Yargıtay 21. Hukuk Dairesi 2014/18559 Esas 2014/19450 Karar Sayılı İlamı

Abaküs Yazılım
21. Hukuk Dairesi
Esas No: 2014/18559
Karar No: 2014/19450
Karar Tarihi: 02.10.2014

Yargıtay 21. Hukuk Dairesi 2014/18559 Esas 2014/19450 Karar Sayılı İlamı

21. Hukuk Dairesi         2014/18559 E.  ,  2014/19450 K.

    "İçtihat Metni"

    MAHKEMESİ : Adana 4. İş Mahkemesi
    TARİHİ : 28/05/2014
    NUMARASI : 2012/467-2014/356

    Davacı, murisinin iş kazası sonucu ölümünden doğan manevi tazminatın ödetilmesine karar verilmesini istemiştir.
    Mahkeme ilamında belirtildiği şekilde, isteğin kısmen kabulüne karar vermiştir.
    Hükmün davalılardan T.İnş. Tic.Ltd.Şti vekili ve Ö.. Ş.. tarafından temyiz edilmesi üzerine temyiz isteğinin süresinde olduğu anlaşıldıktan ve Tetkik Hakimi tarafından düzenlenen raporla dosyadaki kağıtlar okunduktan sonra işin gereği düşünüldü ve aşağıdaki karar tesbit edildi.

    K A R A R

    1-Dosyadaki yazılara, toplanan delillere, hükmün dayandığı gerektirici nedenlere göre; davalıların aşağıdaki bendin kapsamı dışında kalan sair temyiz itirazlarının reddine,
    2- Dava, iş kazası sonucu ölen sigortalının anne ve kardeşinin manevi zararlarının giderilmesi istemine ilişkindir.
    Mahkemece, davacı anne için 40.000,00 TL, davacı kardeş için ise 20.000,00 TL maddi tazminatın 20/08/2005 tarihinden işleyecek yasal faiziyle davalılardan müştereken ve müteselsilen alınıp davacılara verilmesine, fazlaya ilişkin taleplerin reddine karar verilmiştir.
    Dosya kapsamından davacılar murisinin %25 oranında kusurlu olduğu anlaşılmaktadır.
    Borçlar Kanunu"nun 47. maddesi hükmüne göre hakimin özel halleri göz önünde tutarak manevi zarar adı ile hak sahibine verilmesine karar vereceği bir para tutarı adalete uygun olmalıdır.
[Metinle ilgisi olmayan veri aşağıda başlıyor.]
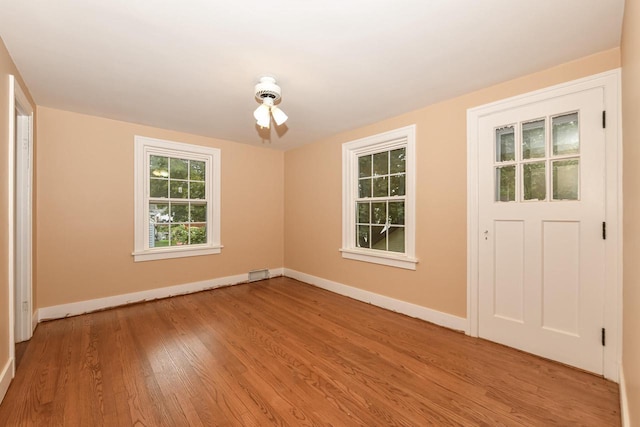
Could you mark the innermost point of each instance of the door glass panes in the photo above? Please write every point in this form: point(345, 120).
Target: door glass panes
point(505, 144)
point(534, 179)
point(533, 140)
point(566, 134)
point(538, 160)
point(506, 184)
point(566, 179)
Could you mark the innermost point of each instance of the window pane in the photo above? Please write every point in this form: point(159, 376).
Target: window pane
point(533, 145)
point(363, 213)
point(196, 190)
point(159, 213)
point(506, 184)
point(566, 179)
point(505, 144)
point(396, 213)
point(379, 213)
point(198, 234)
point(364, 187)
point(158, 167)
point(534, 181)
point(179, 169)
point(363, 236)
point(566, 135)
point(198, 170)
point(179, 212)
point(396, 239)
point(364, 166)
point(158, 188)
point(178, 190)
point(198, 213)
point(397, 161)
point(381, 163)
point(161, 236)
point(179, 235)
point(379, 237)
point(396, 185)
point(381, 186)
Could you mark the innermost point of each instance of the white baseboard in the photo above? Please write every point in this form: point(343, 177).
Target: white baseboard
point(413, 310)
point(81, 307)
point(276, 272)
point(624, 403)
point(5, 377)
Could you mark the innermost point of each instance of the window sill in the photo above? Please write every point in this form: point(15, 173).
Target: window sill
point(155, 254)
point(399, 261)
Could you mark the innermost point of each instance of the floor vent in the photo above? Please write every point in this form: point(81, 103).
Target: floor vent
point(256, 275)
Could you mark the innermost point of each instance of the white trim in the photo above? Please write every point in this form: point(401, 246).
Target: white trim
point(34, 320)
point(402, 137)
point(81, 307)
point(610, 82)
point(11, 223)
point(144, 146)
point(23, 215)
point(383, 258)
point(6, 376)
point(433, 316)
point(624, 402)
point(173, 253)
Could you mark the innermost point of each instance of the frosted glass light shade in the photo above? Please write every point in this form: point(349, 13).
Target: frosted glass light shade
point(262, 116)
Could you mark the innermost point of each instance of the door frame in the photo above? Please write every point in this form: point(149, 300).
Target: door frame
point(20, 215)
point(610, 82)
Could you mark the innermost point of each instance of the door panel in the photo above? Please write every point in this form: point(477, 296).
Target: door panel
point(541, 205)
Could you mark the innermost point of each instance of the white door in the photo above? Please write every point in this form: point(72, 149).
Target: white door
point(541, 207)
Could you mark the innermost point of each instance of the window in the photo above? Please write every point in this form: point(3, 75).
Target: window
point(177, 200)
point(378, 180)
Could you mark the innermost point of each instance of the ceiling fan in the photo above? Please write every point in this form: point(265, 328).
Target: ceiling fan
point(268, 92)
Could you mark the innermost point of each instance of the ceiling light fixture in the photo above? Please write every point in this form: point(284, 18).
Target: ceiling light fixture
point(268, 92)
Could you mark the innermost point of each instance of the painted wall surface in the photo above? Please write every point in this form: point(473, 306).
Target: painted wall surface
point(86, 203)
point(313, 197)
point(7, 68)
point(631, 185)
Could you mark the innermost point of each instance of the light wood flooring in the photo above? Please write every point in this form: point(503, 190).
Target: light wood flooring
point(280, 352)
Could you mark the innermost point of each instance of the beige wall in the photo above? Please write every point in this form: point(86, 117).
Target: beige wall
point(7, 68)
point(631, 134)
point(313, 197)
point(85, 211)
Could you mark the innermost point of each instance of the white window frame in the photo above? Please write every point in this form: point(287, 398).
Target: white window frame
point(398, 138)
point(144, 148)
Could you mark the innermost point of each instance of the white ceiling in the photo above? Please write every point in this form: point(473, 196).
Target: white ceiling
point(191, 65)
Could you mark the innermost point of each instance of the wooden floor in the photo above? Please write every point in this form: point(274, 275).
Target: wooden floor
point(280, 352)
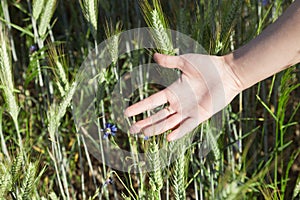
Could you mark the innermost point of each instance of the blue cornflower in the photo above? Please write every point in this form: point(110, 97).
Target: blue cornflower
point(33, 48)
point(265, 2)
point(108, 181)
point(110, 129)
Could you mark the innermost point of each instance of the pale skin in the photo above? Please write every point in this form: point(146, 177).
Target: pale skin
point(209, 83)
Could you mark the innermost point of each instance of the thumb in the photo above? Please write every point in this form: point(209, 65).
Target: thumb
point(169, 61)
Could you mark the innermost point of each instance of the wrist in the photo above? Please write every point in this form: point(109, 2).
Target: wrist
point(232, 69)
Hükmedilecek bu para, zarara uğrayanda manevi huzuru doğurmayı gerçekleştirecek tazminata benzer bir fonksiyonu olan özgün bir nitelik taşır. Bir ceza olmadığı gibi, mamelek hukukuna ilişkin zararın karşılanmasını da amaç edinmemiştir. O halde, bu tazminatın sınırı onun amacına göre belirlenmelidir. Takdir edilecek miktar, mevcut halde elde edilmek istenilen tatmin duygusunun etkisine ulaşmak için gerekli olan kadar olmalıdır. 22.06.1966 günlü ve 7/7 sayılı Yargıtay İçtihadı Birleştirme Kararı"nın gerekçesinde takdir olunacak manevi tazminatın tutarını etkileyecek özel hal ve şartlar da açıkça gösterilmiştir. Bunlar her olaya göre değişebileceğinden hakim bu konuda takdir hakkını kullanırken ona etkili olan nedenleri de karar yerinde objektif ölçülere göre isabetli bir biçimde göstermelidir.
    Hakimin bu takdir hakkını kullanırken, ülkenin ekonomik koşulları, tarafların sosyal ve ekonomik durumları, paranın satın alma gücü, tarafların kusur durumu, olayın ağırlığı, olay tarihi gibi özellikleri göz önünde tutması, bunun yanında olayın işverenin işçi sağlığı ve güvenliği önlemlerini yeterince almamasından kaynaklandığı da gözetilerek gelişen hukuktaki yaklaşıma da uygun olarak tatmin duygusu yanında caydırıcılık uyandıran oranda manevi tazminat takdir edilmesi gerektiği açıkça ortadadır. ( HGK. 23/06/2004, 13/291-370 ).
    Bu ilkeler gözetildiğinde, davacılar yararına hükmedilen manevi tazminatlar fazladır.
    Mahkemece bu maddi ve hukuki olgular nazara alınmaksızın yazılı şekilde karar verilmesi usul ve yasaya aykırı olup bozma nedenidir.
    O halde davalıların bu yönleri amaçlayan temyiz itirazları kabul edilmeli ve hüküm bozulmalıdır.
    SONUÇ:Hükmün yukarıda açıklanan nedenlerle BOZULMASINA, temyiz harcının istek halinde davalılara iadesine, 02/10/2014 gününde oybirliğiyle karar verildi.